Lo scenario internazionale continua a essere caratterizzato da un rallentamento dell’attività economica e da una elevata e persistente incertezza, alimentata dagli annunci sulle misure di politica commerciale da parte della nuova amministrazione statunitense. È quanto emerge dalla nota dell’Istat sull’andamento dell’economia italiana.
Nel primo trimestre, a fronte di una buona tenuta dell’economia in Cina e nell’area euro, il Pil degli Stati Uniti ha segnato una lieve variazione negativa, principalmente dovuta a un forte aumento delle importazioni. Secondo la stima preliminare, nei primi tre mesi dell’anno il Pil italiano è cresciuto dello 0,3 per cento, risultato migliore di Francia e Germania, ma inferiore alla Spagna. Nel primo trimestre, la produzione industriale ha registrato un lieve incremento su base congiunturale: all’aumento dell’indice di gennaio è seguita una flessione a febbraio e una stabilità a marzo. Il clima di fiducia delle imprese ha mostrato la terza flessione consecutiva ad aprile, coinvolgendo tutti e quattro i principali settori economici.

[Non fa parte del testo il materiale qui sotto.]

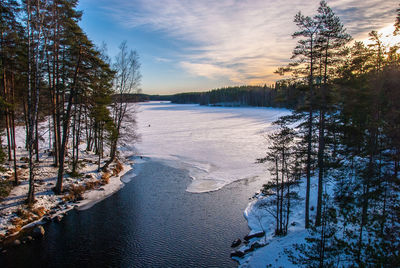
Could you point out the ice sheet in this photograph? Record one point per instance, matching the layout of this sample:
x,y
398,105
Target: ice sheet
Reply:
x,y
217,145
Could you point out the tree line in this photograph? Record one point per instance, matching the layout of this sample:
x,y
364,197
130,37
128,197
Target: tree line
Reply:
x,y
279,95
50,70
345,135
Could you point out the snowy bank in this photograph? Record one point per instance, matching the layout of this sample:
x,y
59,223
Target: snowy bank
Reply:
x,y
89,187
272,253
217,145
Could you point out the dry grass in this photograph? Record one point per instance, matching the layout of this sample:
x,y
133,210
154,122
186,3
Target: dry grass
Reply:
x,y
40,211
75,193
23,214
17,221
15,229
117,168
5,188
105,178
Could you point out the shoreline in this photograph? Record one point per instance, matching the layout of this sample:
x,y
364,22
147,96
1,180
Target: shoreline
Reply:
x,y
58,207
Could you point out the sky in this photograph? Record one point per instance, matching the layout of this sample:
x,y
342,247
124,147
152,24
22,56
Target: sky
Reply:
x,y
198,45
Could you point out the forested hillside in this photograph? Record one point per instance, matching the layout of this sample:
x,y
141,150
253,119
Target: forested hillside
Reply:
x,y
59,87
344,138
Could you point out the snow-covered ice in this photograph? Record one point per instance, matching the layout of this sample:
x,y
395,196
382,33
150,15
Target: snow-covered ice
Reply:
x,y
217,145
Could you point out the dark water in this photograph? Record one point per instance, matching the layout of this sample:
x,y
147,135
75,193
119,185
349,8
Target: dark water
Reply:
x,y
151,222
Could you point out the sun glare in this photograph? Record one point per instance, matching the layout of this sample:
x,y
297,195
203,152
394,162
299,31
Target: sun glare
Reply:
x,y
387,36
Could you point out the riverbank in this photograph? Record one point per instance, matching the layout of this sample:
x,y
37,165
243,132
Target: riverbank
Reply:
x,y
81,191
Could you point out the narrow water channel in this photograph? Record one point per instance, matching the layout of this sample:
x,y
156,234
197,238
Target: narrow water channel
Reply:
x,y
152,222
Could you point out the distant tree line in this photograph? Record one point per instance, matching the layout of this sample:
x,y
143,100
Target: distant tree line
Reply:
x,y
282,95
345,135
50,70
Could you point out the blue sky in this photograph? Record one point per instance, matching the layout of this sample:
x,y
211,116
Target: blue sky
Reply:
x,y
197,45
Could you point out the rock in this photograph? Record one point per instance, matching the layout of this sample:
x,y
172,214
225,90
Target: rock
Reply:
x,y
254,246
258,234
46,219
236,243
38,231
237,253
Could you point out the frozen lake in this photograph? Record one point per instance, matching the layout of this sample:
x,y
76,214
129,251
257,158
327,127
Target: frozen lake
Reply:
x,y
170,214
217,145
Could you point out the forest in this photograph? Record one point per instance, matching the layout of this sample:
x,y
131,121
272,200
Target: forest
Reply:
x,y
345,138
58,85
343,133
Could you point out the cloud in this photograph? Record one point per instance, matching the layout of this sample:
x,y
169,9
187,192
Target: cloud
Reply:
x,y
242,40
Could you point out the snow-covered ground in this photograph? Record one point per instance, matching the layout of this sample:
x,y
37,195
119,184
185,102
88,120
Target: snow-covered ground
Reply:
x,y
45,179
218,145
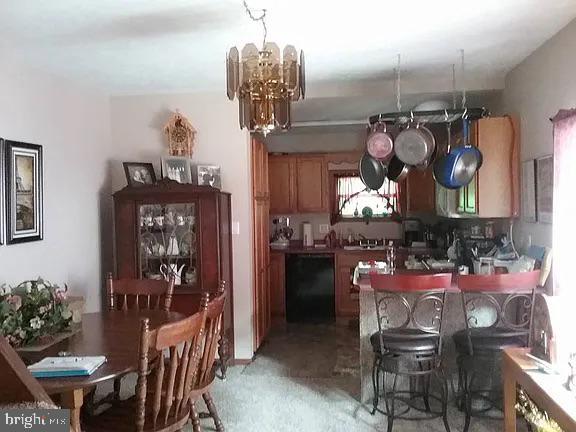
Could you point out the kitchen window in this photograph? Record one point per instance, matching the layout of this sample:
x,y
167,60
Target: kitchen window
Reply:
x,y
355,201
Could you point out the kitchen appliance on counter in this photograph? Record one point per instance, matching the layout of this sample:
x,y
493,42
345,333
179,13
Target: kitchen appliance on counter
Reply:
x,y
307,236
282,233
310,295
412,229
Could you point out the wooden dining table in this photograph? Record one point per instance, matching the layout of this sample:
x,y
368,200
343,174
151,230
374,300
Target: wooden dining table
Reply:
x,y
113,334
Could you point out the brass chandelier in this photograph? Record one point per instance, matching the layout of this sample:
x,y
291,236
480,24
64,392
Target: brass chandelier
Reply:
x,y
265,83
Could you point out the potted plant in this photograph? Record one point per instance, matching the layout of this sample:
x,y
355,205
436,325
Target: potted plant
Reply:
x,y
33,312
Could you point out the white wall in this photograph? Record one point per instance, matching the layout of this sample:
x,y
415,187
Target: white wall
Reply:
x,y
73,126
137,123
535,90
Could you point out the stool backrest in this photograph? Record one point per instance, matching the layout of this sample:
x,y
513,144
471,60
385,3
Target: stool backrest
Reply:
x,y
499,302
410,302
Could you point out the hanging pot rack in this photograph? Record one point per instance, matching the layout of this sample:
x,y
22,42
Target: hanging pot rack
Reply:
x,y
435,116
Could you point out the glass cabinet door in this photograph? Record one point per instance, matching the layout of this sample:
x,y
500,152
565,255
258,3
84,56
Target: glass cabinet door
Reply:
x,y
167,242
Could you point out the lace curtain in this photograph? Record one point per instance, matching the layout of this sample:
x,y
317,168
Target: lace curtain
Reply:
x,y
564,235
352,192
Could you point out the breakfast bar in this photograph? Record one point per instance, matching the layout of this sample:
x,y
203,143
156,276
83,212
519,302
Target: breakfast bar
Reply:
x,y
453,321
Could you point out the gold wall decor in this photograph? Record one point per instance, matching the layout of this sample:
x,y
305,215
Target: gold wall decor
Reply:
x,y
180,134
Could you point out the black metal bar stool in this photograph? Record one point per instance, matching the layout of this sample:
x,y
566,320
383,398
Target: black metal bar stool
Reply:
x,y
408,345
498,312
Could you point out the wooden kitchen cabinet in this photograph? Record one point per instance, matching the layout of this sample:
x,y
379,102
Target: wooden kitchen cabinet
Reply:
x,y
277,284
282,184
311,190
297,184
420,191
494,191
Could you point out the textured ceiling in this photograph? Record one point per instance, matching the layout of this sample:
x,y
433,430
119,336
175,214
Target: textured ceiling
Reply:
x,y
141,46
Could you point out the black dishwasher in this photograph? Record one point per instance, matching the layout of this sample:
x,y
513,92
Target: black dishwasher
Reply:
x,y
310,288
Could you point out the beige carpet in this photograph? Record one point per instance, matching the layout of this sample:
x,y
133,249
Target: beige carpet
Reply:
x,y
305,378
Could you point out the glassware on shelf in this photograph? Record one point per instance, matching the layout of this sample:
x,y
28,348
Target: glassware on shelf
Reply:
x,y
168,242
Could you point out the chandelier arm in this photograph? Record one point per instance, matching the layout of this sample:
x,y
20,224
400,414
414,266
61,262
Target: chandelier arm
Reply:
x,y
261,18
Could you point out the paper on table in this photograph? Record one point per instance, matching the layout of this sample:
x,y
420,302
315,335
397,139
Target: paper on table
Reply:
x,y
66,366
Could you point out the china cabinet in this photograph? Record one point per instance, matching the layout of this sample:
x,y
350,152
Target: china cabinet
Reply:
x,y
181,230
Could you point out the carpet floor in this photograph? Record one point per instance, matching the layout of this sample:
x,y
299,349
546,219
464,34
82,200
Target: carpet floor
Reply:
x,y
306,378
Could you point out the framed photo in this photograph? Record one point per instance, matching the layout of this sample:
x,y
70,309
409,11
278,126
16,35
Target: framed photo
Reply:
x,y
2,192
24,192
544,188
177,168
529,190
209,175
139,173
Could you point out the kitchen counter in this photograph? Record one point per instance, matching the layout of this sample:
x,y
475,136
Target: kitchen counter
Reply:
x,y
296,246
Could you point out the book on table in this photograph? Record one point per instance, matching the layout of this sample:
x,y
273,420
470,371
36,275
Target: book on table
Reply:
x,y
66,366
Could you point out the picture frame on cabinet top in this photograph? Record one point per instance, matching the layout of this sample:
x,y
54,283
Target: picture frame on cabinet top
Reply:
x,y
177,168
24,183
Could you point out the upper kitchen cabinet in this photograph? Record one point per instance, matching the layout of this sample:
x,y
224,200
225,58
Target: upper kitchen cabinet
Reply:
x,y
298,184
420,192
494,192
311,184
282,183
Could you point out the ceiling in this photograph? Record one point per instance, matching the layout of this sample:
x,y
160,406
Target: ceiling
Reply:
x,y
144,46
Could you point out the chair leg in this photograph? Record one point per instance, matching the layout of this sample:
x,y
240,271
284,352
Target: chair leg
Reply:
x,y
425,381
468,390
195,418
212,410
460,397
117,386
224,354
392,398
375,384
444,382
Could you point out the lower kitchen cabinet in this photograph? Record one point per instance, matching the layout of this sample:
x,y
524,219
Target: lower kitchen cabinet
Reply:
x,y
347,294
277,284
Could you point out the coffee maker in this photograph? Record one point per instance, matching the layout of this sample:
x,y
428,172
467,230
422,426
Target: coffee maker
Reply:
x,y
412,229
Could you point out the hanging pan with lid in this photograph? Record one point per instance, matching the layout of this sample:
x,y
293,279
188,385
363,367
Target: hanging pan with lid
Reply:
x,y
379,143
414,145
372,172
458,167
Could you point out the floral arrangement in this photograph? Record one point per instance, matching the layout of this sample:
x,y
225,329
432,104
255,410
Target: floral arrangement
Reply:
x,y
538,419
33,311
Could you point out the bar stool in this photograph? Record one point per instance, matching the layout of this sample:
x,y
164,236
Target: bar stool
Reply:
x,y
498,312
408,344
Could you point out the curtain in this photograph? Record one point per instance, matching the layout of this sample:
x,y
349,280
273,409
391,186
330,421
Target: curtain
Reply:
x,y
564,233
349,186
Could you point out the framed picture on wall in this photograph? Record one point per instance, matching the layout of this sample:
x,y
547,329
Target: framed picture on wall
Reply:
x,y
545,188
177,168
2,192
24,192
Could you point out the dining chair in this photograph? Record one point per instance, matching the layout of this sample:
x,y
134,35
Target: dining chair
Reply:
x,y
18,384
207,366
408,345
169,357
124,294
498,311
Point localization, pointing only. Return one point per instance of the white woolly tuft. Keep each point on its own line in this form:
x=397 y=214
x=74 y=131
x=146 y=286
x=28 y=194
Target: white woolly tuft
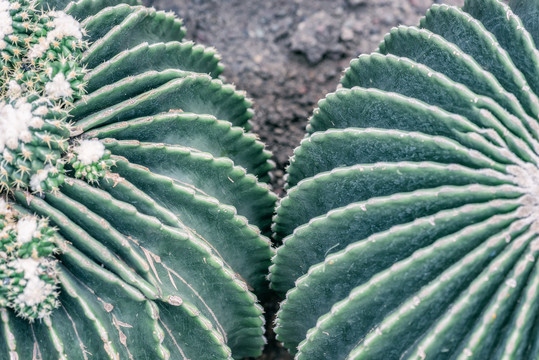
x=89 y=151
x=64 y=25
x=37 y=178
x=4 y=207
x=14 y=123
x=35 y=292
x=28 y=265
x=26 y=227
x=59 y=87
x=14 y=90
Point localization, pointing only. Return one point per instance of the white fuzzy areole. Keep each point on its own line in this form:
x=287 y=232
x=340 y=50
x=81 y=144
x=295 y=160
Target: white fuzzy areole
x=64 y=25
x=15 y=121
x=36 y=290
x=89 y=151
x=37 y=178
x=26 y=227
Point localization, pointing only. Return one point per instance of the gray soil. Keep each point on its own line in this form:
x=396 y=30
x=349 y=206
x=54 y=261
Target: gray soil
x=288 y=54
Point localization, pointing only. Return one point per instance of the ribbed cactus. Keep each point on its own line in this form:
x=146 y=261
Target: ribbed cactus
x=410 y=228
x=133 y=206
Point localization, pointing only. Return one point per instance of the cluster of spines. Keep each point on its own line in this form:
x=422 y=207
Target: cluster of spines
x=34 y=160
x=40 y=79
x=40 y=47
x=90 y=160
x=27 y=268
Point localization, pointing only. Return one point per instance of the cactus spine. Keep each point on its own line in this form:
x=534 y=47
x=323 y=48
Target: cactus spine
x=133 y=204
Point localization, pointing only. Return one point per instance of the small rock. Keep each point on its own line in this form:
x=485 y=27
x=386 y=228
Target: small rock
x=316 y=36
x=356 y=2
x=347 y=34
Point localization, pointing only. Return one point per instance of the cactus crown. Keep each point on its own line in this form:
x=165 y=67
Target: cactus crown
x=41 y=76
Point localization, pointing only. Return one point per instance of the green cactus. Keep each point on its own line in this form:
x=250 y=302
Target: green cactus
x=133 y=203
x=410 y=227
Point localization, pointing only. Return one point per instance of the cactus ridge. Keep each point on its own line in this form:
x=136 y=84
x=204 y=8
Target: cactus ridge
x=410 y=224
x=147 y=260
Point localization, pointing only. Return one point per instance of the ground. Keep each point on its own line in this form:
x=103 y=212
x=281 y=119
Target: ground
x=288 y=54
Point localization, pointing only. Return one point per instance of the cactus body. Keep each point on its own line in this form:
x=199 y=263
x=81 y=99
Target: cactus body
x=410 y=228
x=127 y=165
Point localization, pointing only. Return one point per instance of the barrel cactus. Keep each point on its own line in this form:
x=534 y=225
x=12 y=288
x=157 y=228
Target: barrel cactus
x=410 y=227
x=133 y=203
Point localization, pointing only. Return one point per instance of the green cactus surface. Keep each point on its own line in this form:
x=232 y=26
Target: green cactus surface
x=134 y=209
x=411 y=225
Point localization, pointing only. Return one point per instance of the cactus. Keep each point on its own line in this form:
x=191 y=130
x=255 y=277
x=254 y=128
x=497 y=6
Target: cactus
x=133 y=203
x=410 y=226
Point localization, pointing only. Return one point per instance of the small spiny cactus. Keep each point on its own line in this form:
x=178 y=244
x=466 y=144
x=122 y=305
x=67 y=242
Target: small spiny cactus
x=410 y=229
x=133 y=203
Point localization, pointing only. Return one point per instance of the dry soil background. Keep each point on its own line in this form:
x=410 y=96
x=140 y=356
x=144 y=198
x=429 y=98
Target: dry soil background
x=287 y=54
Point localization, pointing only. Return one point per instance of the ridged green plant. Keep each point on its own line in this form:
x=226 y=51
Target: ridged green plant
x=410 y=227
x=133 y=204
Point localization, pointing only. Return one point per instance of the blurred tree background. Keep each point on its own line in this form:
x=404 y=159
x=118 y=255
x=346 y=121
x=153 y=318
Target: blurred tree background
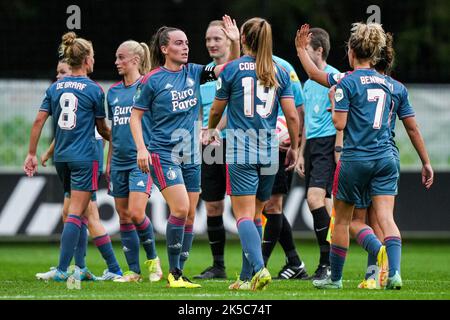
x=31 y=30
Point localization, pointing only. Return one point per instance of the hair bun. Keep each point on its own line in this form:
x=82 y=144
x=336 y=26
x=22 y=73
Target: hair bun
x=69 y=38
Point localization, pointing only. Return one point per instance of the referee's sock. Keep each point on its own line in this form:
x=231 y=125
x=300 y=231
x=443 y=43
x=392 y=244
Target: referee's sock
x=216 y=236
x=287 y=243
x=321 y=224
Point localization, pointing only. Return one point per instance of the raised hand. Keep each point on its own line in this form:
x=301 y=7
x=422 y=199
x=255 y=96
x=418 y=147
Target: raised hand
x=303 y=37
x=30 y=165
x=427 y=176
x=231 y=30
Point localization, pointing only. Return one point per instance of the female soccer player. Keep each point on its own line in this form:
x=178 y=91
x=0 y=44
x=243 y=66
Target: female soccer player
x=369 y=236
x=129 y=186
x=171 y=93
x=76 y=103
x=367 y=161
x=252 y=87
x=91 y=220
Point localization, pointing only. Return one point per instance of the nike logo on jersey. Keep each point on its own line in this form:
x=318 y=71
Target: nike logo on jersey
x=141 y=184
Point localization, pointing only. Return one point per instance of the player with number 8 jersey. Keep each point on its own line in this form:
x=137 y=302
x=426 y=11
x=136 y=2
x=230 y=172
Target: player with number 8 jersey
x=77 y=105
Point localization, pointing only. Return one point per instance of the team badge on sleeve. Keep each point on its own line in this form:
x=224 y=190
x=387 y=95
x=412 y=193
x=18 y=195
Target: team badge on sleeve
x=171 y=174
x=137 y=94
x=294 y=77
x=339 y=95
x=219 y=84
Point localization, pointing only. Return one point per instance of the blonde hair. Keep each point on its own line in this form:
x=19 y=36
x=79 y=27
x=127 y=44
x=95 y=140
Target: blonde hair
x=216 y=23
x=367 y=41
x=142 y=51
x=74 y=50
x=258 y=39
x=159 y=39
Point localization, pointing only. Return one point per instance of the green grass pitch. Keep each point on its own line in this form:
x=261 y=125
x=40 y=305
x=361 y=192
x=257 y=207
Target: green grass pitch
x=425 y=271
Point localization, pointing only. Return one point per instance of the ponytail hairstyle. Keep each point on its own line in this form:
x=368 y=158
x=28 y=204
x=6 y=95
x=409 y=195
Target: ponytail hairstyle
x=257 y=33
x=159 y=39
x=387 y=56
x=367 y=41
x=142 y=51
x=74 y=50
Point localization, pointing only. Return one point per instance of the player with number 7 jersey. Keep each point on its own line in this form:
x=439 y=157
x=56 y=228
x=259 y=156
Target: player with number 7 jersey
x=73 y=102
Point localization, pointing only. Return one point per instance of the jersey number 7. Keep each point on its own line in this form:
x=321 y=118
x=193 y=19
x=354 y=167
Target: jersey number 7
x=264 y=94
x=380 y=96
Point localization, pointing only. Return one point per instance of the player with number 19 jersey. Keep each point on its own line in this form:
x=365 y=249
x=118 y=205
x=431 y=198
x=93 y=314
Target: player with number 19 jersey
x=75 y=102
x=367 y=163
x=250 y=107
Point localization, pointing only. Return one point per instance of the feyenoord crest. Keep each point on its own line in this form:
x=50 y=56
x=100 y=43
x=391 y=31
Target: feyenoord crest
x=171 y=174
x=137 y=94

In diminuzione, nello stesso mese, anche la fiducia dei consumatori, con un peggioramento particolarmente marcato delle opinioni sulla situazione economica dell’Italia. Nonostante un lieve calo a marzo, l’occupazione, nel primo trimestre, è aumentata dello 0,9 per cento su base congiunturale. Tale andamento positivo ha riguardato uomini e donne, i dipendenti permanenti e gli autonomi, i giovani di 15-24 anni e chi ha almeno 50 anni d’età.
L’inflazione armonizzata dei prezzi al consumo (Ipca) in tutti i maggiori paesi europei è rimasta sostanzialmente invariata in aprile rispetto a marzo, risultando pari al 2,1 per cento in Italia e al 2,2 per cento nella media dell’area euro. Tra le imprese esportatrici, quelle più vulnerabili alla domanda estera si caratterizzano anche per maggiori problemi di redditività, e quindi per una più elevata precarietà nel grado di solidità economico-finanziaria. Rispetto a possibili shock (vedi dazi), la combinazione di una vulnerabilità all’export e di una fragilità nelle condizioni di redditività potrebbe pertanto rappresentare un ulteriore fattore specifico di criticità.